Today, I noticed something else baffling about the modbus flex getter. Steps to reproduce:

  1. Add config node (as normal).
  2. Add flex-getter (as normal) using the config node.
  3. All works ok.
  4. Add a 2nd flex-getter, also using the same config node.
  5. Disable it.
    Result: Now the 1st modbux flex-getter is dead!

It turns out when you disable/remove one flex-getter, it also disables the config node. Even if used by another flex-getter! The shared config node is dead. This of course is not visible anywhere in the editor. You don't even receive output. Normally this won't happen as we only use one flex-getter per config node, but it happened during debugging/development/testing.
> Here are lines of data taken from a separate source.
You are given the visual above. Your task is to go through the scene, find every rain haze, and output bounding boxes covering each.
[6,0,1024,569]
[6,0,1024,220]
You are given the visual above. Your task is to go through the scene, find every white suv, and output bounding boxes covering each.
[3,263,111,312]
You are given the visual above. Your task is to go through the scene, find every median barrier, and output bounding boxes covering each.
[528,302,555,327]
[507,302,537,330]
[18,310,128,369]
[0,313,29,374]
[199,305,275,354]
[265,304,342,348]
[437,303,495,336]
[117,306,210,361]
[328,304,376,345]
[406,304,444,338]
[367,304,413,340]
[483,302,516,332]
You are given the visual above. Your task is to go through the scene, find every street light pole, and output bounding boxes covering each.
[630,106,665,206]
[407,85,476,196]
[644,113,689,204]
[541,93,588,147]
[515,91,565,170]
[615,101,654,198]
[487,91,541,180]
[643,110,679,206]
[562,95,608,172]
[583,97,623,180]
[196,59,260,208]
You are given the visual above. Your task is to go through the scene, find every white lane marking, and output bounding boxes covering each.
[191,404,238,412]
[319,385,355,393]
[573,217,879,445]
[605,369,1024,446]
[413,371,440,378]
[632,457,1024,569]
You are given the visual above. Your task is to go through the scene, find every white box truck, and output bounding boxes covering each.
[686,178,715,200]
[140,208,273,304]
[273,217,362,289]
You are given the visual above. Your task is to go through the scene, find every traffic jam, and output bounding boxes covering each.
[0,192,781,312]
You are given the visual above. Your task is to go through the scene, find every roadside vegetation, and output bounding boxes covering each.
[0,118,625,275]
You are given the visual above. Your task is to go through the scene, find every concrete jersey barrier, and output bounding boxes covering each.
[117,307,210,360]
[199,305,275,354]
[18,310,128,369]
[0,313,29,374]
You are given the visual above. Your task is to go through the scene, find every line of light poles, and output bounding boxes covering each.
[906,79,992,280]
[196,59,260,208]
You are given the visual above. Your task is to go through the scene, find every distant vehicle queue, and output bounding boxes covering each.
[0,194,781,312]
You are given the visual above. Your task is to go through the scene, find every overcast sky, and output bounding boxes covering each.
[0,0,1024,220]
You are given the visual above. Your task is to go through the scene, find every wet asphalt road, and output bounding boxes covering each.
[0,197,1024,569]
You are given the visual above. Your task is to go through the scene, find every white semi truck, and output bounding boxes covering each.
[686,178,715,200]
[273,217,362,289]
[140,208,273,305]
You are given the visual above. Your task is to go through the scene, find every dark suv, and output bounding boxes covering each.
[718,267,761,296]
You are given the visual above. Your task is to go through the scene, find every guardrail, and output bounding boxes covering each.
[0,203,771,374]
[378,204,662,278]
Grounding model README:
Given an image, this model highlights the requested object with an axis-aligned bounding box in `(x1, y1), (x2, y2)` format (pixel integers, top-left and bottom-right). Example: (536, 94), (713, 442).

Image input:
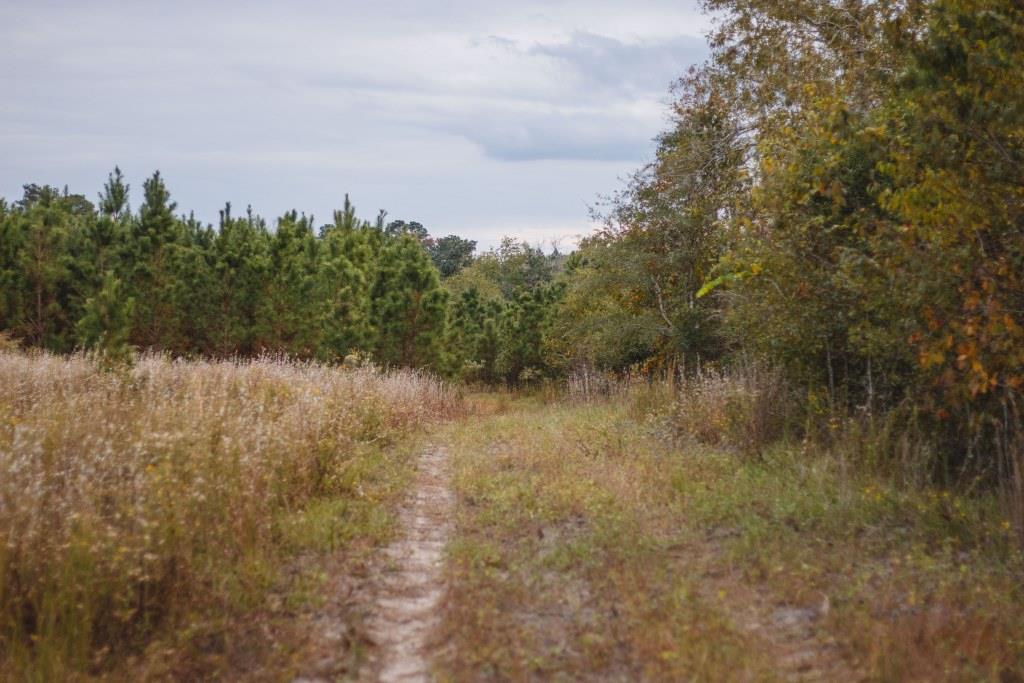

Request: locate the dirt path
(361, 446), (454, 683)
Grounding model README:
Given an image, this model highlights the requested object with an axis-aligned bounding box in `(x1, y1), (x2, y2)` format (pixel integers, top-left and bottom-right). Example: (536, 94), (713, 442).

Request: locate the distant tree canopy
(553, 0), (1024, 475)
(0, 174), (561, 383)
(0, 0), (1024, 464)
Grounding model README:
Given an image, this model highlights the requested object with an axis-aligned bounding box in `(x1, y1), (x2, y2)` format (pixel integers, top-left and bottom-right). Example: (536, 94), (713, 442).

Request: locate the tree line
(0, 168), (558, 382)
(562, 0), (1024, 486)
(0, 0), (1024, 485)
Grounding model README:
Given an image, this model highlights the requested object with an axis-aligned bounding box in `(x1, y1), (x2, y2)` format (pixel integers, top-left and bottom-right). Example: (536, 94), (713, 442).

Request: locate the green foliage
(371, 234), (447, 368)
(75, 270), (135, 367)
(427, 234), (476, 278)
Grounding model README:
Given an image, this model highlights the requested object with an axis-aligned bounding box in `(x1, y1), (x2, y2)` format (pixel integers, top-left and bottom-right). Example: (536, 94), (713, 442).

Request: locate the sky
(0, 0), (709, 247)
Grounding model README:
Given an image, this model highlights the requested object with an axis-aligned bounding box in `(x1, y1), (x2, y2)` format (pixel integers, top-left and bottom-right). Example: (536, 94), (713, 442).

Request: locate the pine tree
(373, 234), (447, 368)
(76, 270), (135, 368)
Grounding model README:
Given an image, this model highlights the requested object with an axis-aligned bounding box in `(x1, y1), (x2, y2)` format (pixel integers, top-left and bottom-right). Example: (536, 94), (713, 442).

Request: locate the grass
(0, 352), (457, 680)
(437, 395), (1024, 680)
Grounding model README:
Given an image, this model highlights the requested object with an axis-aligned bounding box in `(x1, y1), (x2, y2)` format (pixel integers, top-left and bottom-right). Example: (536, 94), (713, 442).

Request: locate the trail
(361, 446), (454, 683)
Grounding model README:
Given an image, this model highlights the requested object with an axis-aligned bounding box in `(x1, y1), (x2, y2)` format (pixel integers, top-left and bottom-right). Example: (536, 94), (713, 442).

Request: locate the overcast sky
(0, 0), (708, 246)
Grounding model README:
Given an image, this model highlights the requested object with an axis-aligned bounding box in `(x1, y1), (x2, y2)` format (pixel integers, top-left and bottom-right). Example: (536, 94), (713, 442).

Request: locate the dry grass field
(0, 352), (456, 680)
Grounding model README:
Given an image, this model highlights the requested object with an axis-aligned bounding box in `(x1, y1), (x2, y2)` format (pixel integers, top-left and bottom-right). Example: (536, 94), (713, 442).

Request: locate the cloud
(0, 0), (703, 245)
(529, 31), (708, 96)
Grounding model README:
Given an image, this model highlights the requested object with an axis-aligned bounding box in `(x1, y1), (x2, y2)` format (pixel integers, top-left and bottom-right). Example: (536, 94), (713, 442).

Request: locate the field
(0, 353), (458, 680)
(0, 353), (1024, 681)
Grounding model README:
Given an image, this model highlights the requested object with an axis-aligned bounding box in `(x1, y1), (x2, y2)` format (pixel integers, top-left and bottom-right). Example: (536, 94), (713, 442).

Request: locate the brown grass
(0, 351), (456, 680)
(438, 393), (1024, 681)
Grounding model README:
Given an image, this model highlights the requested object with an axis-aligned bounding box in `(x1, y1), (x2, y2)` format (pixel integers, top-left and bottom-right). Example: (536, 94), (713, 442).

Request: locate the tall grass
(0, 351), (455, 678)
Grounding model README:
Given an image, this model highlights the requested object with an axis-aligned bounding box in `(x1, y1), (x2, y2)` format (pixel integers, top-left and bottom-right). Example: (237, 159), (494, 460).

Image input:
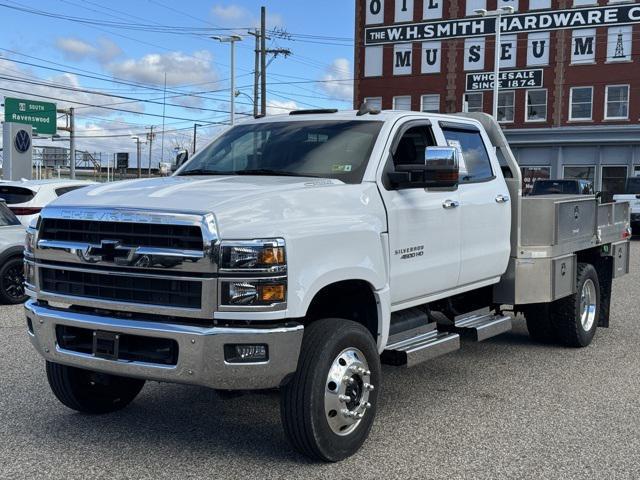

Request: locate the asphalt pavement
(0, 240), (640, 480)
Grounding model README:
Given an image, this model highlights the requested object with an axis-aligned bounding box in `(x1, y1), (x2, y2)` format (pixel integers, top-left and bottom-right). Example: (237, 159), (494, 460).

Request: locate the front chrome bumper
(25, 300), (303, 390)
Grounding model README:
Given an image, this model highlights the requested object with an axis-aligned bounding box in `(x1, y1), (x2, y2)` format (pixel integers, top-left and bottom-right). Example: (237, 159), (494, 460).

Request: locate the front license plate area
(93, 330), (120, 360)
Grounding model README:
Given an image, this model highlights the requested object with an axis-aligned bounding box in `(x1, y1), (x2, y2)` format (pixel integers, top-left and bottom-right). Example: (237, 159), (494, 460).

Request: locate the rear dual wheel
(524, 263), (601, 348)
(280, 319), (380, 462)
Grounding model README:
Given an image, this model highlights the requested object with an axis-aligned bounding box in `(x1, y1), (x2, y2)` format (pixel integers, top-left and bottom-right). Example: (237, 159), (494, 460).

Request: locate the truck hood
(50, 175), (377, 238)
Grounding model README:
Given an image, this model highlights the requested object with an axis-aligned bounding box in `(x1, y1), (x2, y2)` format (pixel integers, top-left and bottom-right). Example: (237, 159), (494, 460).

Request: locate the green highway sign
(4, 97), (57, 135)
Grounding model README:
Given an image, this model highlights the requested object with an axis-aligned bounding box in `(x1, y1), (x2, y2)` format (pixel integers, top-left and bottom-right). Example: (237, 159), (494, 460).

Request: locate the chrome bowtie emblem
(14, 130), (31, 153)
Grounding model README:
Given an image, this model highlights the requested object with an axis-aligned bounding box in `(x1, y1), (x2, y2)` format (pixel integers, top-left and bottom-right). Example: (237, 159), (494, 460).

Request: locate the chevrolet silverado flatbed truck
(25, 109), (631, 461)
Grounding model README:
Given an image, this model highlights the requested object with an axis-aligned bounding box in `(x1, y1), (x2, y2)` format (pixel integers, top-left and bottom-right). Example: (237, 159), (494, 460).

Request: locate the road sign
(116, 152), (129, 170)
(4, 97), (57, 135)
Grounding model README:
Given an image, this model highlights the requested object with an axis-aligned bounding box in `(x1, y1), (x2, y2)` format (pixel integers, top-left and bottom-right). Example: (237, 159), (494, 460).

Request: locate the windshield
(176, 120), (382, 183)
(0, 202), (20, 227)
(625, 177), (640, 195)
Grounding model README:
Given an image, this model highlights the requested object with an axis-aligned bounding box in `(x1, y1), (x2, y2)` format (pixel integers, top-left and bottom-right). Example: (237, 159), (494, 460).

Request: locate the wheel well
(304, 280), (378, 341)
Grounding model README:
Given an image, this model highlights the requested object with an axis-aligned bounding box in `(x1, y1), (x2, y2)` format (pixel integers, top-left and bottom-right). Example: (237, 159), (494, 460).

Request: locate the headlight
(220, 239), (287, 273)
(221, 279), (287, 307)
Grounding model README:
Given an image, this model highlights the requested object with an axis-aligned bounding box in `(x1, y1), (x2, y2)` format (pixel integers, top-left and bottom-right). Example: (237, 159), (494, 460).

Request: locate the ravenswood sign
(4, 97), (57, 135)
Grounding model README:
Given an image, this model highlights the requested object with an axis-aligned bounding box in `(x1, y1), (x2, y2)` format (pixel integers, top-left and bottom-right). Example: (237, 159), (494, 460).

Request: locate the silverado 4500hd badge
(395, 245), (424, 260)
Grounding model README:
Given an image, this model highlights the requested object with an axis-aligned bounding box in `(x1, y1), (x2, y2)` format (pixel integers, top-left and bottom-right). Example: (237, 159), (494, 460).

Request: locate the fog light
(224, 344), (269, 363)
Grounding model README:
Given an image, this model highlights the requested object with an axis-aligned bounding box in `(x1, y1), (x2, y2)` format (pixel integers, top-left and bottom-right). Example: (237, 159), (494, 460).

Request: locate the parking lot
(0, 240), (640, 479)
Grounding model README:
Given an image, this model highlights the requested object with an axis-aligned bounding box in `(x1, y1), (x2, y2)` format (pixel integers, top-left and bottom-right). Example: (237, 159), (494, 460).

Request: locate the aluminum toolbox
(494, 195), (629, 305)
So now we have to be super careful when adding, removing, disabling or configureing flex-getters?!?

Are you using Serial or TCP modbus?

1 Like

TCP modbus yeah. Or rather, TCP to a dongle converting to serial RTU. We have another device with modbus TCP and that runs flawless.

I still don't understand the Optionals configurations:


Is Show/Log a matter of stdout/stderr and NR debug sidepanel? Which takes precedence, the node config or the flex getter?

  • Show Activities: Displays node status
  • Show Warning: ?
  • Show Errors: ?
  • Log failures: ?
  • Log states changes: ?

in the past I've been caught out with message collisions and contention for the serial port on serial modbus, largely due to the relatively slow speed, and having logic spread across multiple threads/flows. The same thing would have worked flawlessly over modbus TCP.

The solution was to carefully sequence requests so I didn't ever send a request until the previous response was either received or timed out.

Just saying, it's something work checking. I understand your gear is old and maybe less reliable, and you do need it to handle errors gracefully, but generally RS485 is pretty solid, especially at lower baud rates.